A New Vision for Amelia Love Johnson High School
Amelia Love Johnson High School, also known as ALJ High School, is the only school in Thomaston. The kindergarten through 12th grade school is one of three schools in the Marengo County School system.
The other two schools include Marengo High School in Dixon Mills and Sweet Water High School in Sweet Water. There are approximately 1,000 students in the Marengo County school system with about 180 students attending the Thomaston school.
Lepolean Peterson, the ALJ principal for about 40 years, is retiring this year. In July, new principal William Martin Jr. will take his place.
Martin is currently working at the central office as district technology coordinator and career technology coordinator. Martin said, “I feel like it was a calling to be the principal. I felt like I could help more students in that capacity more directly. In the central office, you can help but you are not there all of the time.”
Martin is a proud graduate who is looking forward to coming home to ALJ as a leader. “I am an ’85 graduate from this school. My heart was already here. I felt like it was a calling to come back and do whatever I can do to help the school be all that it can be,” Martin said.
The incoming principal said he has numerous goals for the school. His vision includes building a better relationship between the community and school, improving technology and providing more academic opportunities.
Martin said other goals include advancing arts education, building agricultural connections and bringing in more students.
The new principal said a top priority is building a better relationship between the community and school. “I want this school to be everybody’s school in the community not just for a certain section of the town. I believe that we can help the community and the community can help us,” Martin said.
Martin is currently planning an open house at the school. He said that he wants the community to come and learn more the school’s goals and visions, meet the teachers and learn more about ALJ.
Martin is also working on beautifying the school to make it look more attractive. He is working with a maintenance to pressure wash the outside of the buildings and buff the floors this summer.
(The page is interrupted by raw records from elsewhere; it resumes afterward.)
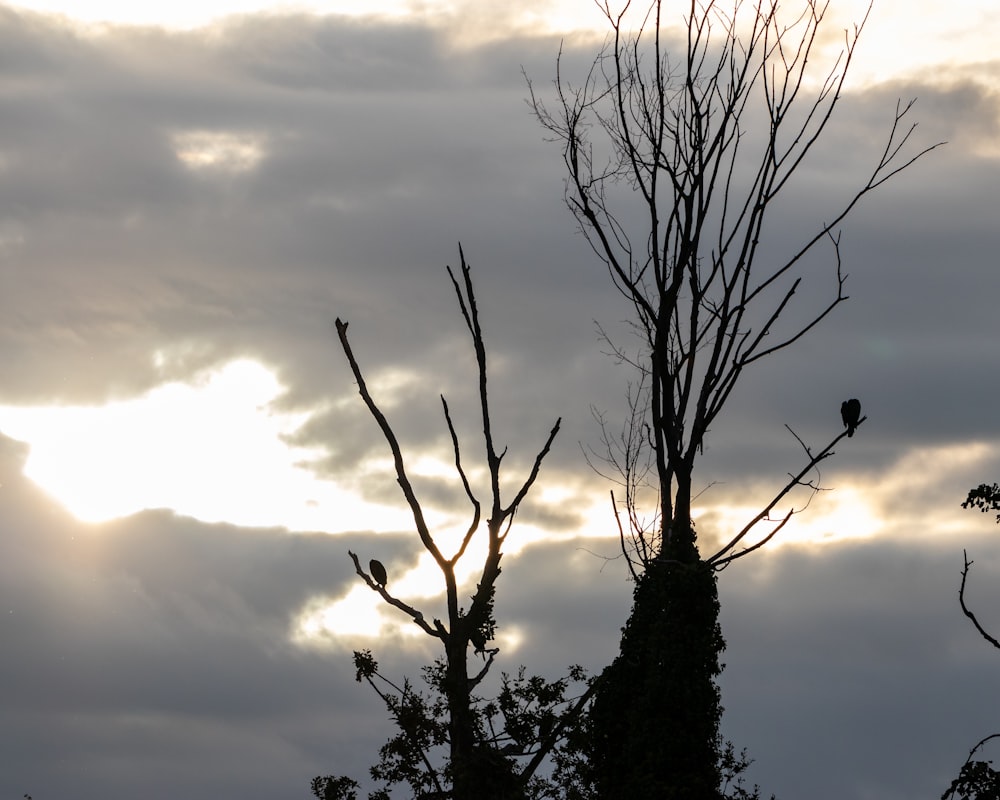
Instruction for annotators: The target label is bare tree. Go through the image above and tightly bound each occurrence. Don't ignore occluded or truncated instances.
[529,0,937,798]
[529,0,937,569]
[941,504,1000,800]
[313,248,585,800]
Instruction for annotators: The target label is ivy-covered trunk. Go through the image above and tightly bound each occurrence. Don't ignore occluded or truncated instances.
[590,536,725,800]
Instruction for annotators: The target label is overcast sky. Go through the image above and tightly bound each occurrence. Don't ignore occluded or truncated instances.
[0,0,1000,800]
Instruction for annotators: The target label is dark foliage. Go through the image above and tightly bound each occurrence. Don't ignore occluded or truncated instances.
[962,483,1000,524]
[591,560,725,800]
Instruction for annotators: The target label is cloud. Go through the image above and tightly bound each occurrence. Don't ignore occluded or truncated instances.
[0,7,1000,800]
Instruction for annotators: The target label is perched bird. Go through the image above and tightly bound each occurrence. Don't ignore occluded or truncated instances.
[840,398,861,437]
[368,558,389,586]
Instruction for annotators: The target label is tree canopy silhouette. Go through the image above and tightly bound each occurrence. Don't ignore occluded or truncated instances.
[529,0,936,800]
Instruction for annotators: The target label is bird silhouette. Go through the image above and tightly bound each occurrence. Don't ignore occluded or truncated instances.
[368,558,389,586]
[840,397,861,438]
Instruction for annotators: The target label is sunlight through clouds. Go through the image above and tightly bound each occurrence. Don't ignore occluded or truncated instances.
[173,131,265,172]
[0,360,407,530]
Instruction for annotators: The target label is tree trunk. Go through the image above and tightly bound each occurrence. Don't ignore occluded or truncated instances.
[591,526,725,800]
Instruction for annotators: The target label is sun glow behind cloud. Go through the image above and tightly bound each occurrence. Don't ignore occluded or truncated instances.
[0,360,406,531]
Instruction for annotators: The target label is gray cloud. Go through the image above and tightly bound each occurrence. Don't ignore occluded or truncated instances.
[0,8,1000,800]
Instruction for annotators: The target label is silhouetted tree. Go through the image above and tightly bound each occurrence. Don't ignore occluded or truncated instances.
[941,496,1000,800]
[312,248,593,800]
[529,0,936,800]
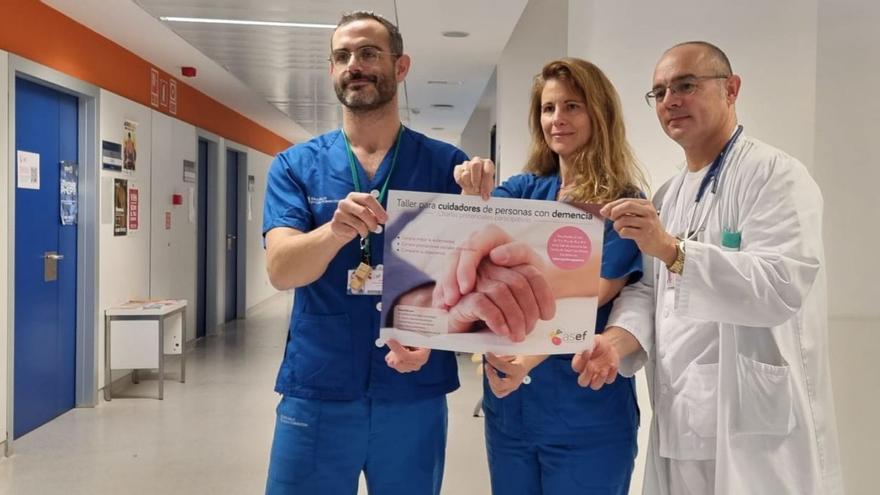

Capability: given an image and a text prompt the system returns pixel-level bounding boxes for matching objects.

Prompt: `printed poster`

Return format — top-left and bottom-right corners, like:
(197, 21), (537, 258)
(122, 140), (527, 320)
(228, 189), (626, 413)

(377, 191), (604, 355)
(16, 150), (40, 190)
(122, 120), (137, 173)
(128, 184), (141, 232)
(101, 141), (122, 172)
(113, 179), (128, 236)
(58, 161), (79, 225)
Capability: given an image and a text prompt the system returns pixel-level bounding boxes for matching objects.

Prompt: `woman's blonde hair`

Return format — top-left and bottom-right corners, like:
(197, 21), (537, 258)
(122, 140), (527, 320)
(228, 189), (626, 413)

(525, 58), (647, 203)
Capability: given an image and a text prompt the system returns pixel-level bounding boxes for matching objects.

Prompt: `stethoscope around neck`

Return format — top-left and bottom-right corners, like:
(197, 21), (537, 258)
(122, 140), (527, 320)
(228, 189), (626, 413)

(676, 125), (743, 240)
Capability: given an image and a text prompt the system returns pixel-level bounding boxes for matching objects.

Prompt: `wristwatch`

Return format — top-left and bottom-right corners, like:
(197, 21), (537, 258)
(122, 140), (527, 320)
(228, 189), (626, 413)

(666, 237), (684, 275)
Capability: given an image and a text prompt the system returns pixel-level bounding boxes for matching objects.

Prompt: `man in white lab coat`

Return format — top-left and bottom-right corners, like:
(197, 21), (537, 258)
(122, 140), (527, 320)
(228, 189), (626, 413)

(573, 42), (843, 495)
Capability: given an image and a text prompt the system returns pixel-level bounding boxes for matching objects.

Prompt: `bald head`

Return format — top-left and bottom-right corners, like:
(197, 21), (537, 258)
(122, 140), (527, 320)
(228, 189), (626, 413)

(661, 41), (733, 76)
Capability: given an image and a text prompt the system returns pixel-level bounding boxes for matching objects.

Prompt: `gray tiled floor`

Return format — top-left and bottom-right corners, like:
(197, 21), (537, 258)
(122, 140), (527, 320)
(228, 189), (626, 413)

(0, 295), (489, 495)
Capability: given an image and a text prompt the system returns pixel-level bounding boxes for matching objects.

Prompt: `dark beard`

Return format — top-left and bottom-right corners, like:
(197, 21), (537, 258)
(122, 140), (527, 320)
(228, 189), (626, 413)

(333, 75), (397, 113)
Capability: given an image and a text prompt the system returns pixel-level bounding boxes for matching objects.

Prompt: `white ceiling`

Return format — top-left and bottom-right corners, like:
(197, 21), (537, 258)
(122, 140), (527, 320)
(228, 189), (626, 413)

(44, 0), (527, 142)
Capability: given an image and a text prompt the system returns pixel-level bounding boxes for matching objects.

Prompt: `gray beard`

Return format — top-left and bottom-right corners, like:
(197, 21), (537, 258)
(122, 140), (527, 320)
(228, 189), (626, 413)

(333, 82), (397, 113)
With Martin’s past work as technology coordinator, he understands technology and has plans to bring more advancements to ALJ. The school currently provides students with small laptop Chrome Books. The elementary school is currently at a ratio of one Chrome Book for each student and the high school is almost to that ratio.
Another advancement is the View Sonic Smart Panels in the classrooms. These look like a TV but work like a Smart Board with touch screens and software that correlates with every grade and classroom.
Martin said that he has made a connection with Coastal Alabama Community College in Thomasville on a grant that will provide distance learning equipment in the high school building including two big monitors and microphones.
The students will be able to do online distance learning classes. Dual enrollment will connect students with colleges and allow them to take college classes in high school.
Technology is not limited to just helping the K-12 students. Martin said the equipment can be used for adult education and GED classes that would help the entire community.
ALJ also partners with Extension and the 4-H program to provide students with agricultural education and opportunities. Pam Stenz, Marengo County Extension Coordinator, said, “Last year, they grew cabbages and peppers and even had a cabbage day where they ate the cabbage that they grew.”
One of the school’s goals is to provide the students with more opportunities. Mrs. Lander Fisher, the school’s counselor, stated, “Even though we are small and might not have a lot, I try to expose them to as much as possible. We just have to work together to provide opportunities.”
Fisher and Martin both share school pride as they both graduated from ALJ. Martin said that he hopes to be able to give back to the school and improve it to where it can be a light to the community.
According to the school’s website, the school started when the Johnson family donated the five acres of land where the school stands in 1922. The school was named after a former teacher, Amelia Love Johnson. In 1926, the first building was constructed. The building was renovated in 1984 to include a gym, vocational building and office building.